Medication Errors During Anaesthesia: Data from Australia & New Zealand

Medication errors have featured strongly in many reports of critical incidents, and were the second most common category of incidents in the first 4000 cases reported to webAIRS (web-based Anaesthetic Incident Reporting System) [1]. 462 of the reported incidents involved medication errors of various types (table 1).

Of these, 58.9% resulted in at least some harm (fig 1):

Incorrect dose and substitution errors were most likely to result in patient harm. Incorrect doses were predominantly overdoses and most often involved:

  • Opioids;
  • Sympathomimetics;
  • Local anaesthetics; and
  • Insulin

  • 36% of the opioid dose errors involved remifentanil infused in a wrong concentration or via an incorrectly programmed syringe pump.
  • Ten- fold overdoses were reported for both morphine and insulin.

75% of substitution errors involved the intravenous (IV) route of administration but substitutions also occurred with others:

  • IV infusions;
  • Epidural infusions;
  • Subcutaneous;
  • Inhalational;
  • Spinal; and
  • Ophthalmic.

  • The commonest IV substitution errors involved the administration a non-depolarising neuromuscular blocking agent instead of midazolam (pre-induction), with all but one rated as causing moderate or severe harm.
  • Sympathomimetics, opioids, an antibiotic and an analgesic were substituted for an intended LA in epidurals.

Common contributing factors included:

  • Look-alike medications;
  • Storage of medications in the incorrect compartment or next to look-alike medications;
  • Haste;
  • Having multiple anaesthetists involved in the same anaesthetic;
  • Omitting to double check the medication; and
  • Distraction.

Prominent amongst the other reported issues were:

  • Administration of LA agents IV or intra-arterially;
  • Extravasation of IV medications into a patient’s tissues;
  • Failed delivery of IV infusions due to failed connection of the line and cannula;
  • Failure to start an intended volatile agent;
  • Administration of medications for which there was a known history of allergy.

89% of incidents were regarded (by the submitting anaesthetist) as being preventable. Contributory factors identified in the reports of medication errors included:

  • Failure to check medications;
  • Inattention,
  • Distraction;
  • Haste or pressure to proceed;
  • Fatigue;
  • The presence of multiple staff; and
  • Poor communication.

There is an undisputed professional and legal obligation for every anaesthetist to check each medication administered, including dose and route. However, there are also challenges in anaesthesia practice in relation to multiple simultaneous demands

  • Ongoing assessment of dynamic clinical situations;
  • Parallel processing in relation to current, previous and impending cases;
  • Interactions with operators and nursing staff; and
  • Teaching.

The authors strongly argue for the need and value of repeated checking, whether by the individual practitioner, with a second practitioner (another anaesthetist or a colleague from another discipline), or with a device such as a barcode reader (see article by Richard Skelly). They particularly state that in situations of low-volume, high-risk routes of administration (notably spinal and epidural), double checking should be mandatory. They also advocate for the implementation of a variety of other tools including:

  • Prefilled syringes;
  • Improved training in teamwork and communication, alongside promoting the importance of these skills within departments and institutions;
  • Departmental policies and checklists for matters such as
  • Flushing residual medication from IV lines;
  • STOP before you block;
  • Not having IV cannulae concealed by surgical drapes where possible, and double checking to ensure the patency of all connectors.
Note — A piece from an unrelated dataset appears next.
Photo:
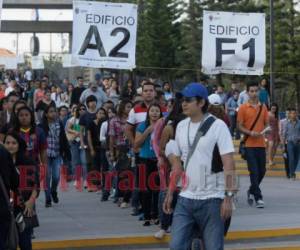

The authors conclude “The incident reports summarised in this paper suggest that medication error in anaesthesia is an ongoing problem which continues to result in avoidable patient harm. The wide variation in the nature of the errors and contributing factors underlines the need for increased systematic and multifaceted efforts underpinned by a strengthening of the current focus on safety culture to improve medication safety in anaesthesia. This will require the concerted and committed engagement of all concerned, from practitioners at the clinical workface, to those who fund and manage healthcare”.


References: [1] Kim et al. Analysis of medication errors during anaesthesia in the first 4000 incidents reported to webAIRS. Anaesthesia and Intensive Care 2021. doi:10.1177/0310057X211027578.